Artista Irineu Destourelles diz que passado colonial "continua a ser reproduzido"

por Lusa

A obra do artista visual cabo-verdiano Irineu Destourelles, que hoje inaugura uma exposição, em Lisboa, reflete preocupação com a forma como o passado colonial afetou a sociedade, e continua a ser "reproduzido e replicado" em comportamentos e narrativas.

A exposição tem como título "Subtitulizar", e apresenta quatro vídeos realizados especificamente para esta mostra, que hoje é inaugurada às 18h30, no Espaço Projeto da Fundação Calouste Gulbenkian, com curadoria de Rita Fabiana.

Numa visita guiada à exposição, que abre ao público na sexta-feira, questionado pela agência Lusa sobre as suas reflexões em relação ao passado colonial, muito presente na sua obra, Destourelles disse que não lhe interessa tanto a questão das culpas.

"Essa questão é importante, mas o que me interessa mais é conhecer o que se passou, como nos afeta, o que está a ser reproduzido, replicado, apropriado, e a forma como estamos a lidar com isso. É isto que deveríamos repensar", disse.

Os quatro vídeos inéditos contêm uma reflexão crítica e poética da "experiência violenta da diáspora", e traduzem a experiência pessoal do artista, natural da ilha de Santo Antão, em Cabo Verde, a viver e a trabalhar entre Edimburgo e Londres.

"Para mim era importante fazer uma exposição em que refletisse a minha vivência em Lisboa. Eu quis comunicar algo sobre ter crescido aqui, e, na altura, não via referências em relação ao meu passado mais próximo, cabo-verdiano", disse, sobre as décadas de 1980 e 1990.

O artista recordou que foi "um período em que Portugal estava a tentar tornar-se europeu, com a entrada na Comunidade Económica Europeia, e os artistas portugueses a tentar entrar num sistema global", recordou.

"A minha perceção é que se virou um pouco as costas ao passado colonial português. Foi um período de trauma, um pouco como aconteceu com a Alemanha, depois da II Guerra Mundial", avaliou.

O artista disse ainda à Lusa: "Como vamos lidar com o passado recente, essa é a questão mais importante para mim. Agora as pessoas estão a lidar de forma mais construtiva e crítica sobre o passado colonial".
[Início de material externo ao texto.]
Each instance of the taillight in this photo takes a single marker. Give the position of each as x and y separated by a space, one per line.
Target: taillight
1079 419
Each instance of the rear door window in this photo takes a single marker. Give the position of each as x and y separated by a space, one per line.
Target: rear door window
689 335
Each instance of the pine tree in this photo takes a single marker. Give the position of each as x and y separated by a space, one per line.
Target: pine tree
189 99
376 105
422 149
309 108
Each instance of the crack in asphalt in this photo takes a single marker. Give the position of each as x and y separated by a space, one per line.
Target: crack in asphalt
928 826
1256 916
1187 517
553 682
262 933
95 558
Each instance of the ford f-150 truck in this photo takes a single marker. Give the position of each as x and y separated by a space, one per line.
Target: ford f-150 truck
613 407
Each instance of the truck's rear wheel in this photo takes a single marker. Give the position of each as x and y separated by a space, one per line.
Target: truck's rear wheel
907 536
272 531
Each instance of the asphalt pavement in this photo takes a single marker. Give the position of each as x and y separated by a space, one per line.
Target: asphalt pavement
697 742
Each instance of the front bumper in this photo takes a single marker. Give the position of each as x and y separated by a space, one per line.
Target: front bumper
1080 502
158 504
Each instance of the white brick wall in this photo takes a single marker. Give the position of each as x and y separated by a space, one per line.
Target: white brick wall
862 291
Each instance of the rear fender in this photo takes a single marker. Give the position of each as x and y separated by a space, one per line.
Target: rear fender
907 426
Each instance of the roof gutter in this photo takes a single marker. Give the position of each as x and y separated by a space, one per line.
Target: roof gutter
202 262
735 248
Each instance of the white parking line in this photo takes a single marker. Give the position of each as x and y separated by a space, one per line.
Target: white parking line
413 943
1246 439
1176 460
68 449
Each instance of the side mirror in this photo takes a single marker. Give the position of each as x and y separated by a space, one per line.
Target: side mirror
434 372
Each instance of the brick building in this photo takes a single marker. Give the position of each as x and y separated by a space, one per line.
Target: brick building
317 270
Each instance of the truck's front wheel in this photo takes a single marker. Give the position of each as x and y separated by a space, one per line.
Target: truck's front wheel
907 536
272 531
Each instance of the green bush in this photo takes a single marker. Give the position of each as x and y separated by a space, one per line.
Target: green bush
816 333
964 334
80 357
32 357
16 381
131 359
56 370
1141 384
"Vivemos numa sociedade que tem determinadas narrativas que se reproduzem. A sociedade colonial também as tinha, e eram profundamente opressivas, mas o colonizado acabou por incorporar e reproduzir essas mesmas narrativas", reiterou.

Estas ideias são exploradas nos quatro vídeos, onde estão patentes aspetos dessa perpetuação de práticas e valores coloniais, e o seu impacto na formação das relações sociais e de poder.

Irineu Destourelles trabalha no cruzamento entre a imagem em movimento e a escrita, pontuada pelo desenho e pela pintura.

Duas das obras são acompanhadas por textos que misturam várias referências, desde as letras de canções pop portuguesas dos anos 1980 e 1990, até discursos do político e guerrilheiro angolano Jonas Savimbi, líder histórico da UNITA, e investigações sobre a doença mental.

O nome da exposição constitui um neologismo criado pelo artista que evoca a habitual presença dos subtítulos (legendas) em português nos filmes estrangeiros, no cinema e na televisão, "uma memória nostálgica dos tempos da infância".

"Paisagem ex-colonial com diferentes filtros", "Cento e duas casas a arder", "Forças sobrenaturais, doença mental e detalhe interior", "Várias maneiras de cair organizadas diferentemente" são os títulos das quatro obras em vídeo.

Irineu Destourelles estudou na Willem de Kooning Akademie, em Roterdão, na Holanda, e no Central St. Martin`s College of Art and Design, em Londres, no Reino Unido.

"Subtitulizar" vai estar patente até 06 de janeiro 2020, no Museu Calouste Gulbenkian, Coleção Moderna - Espaço Projeto, com entrada livre.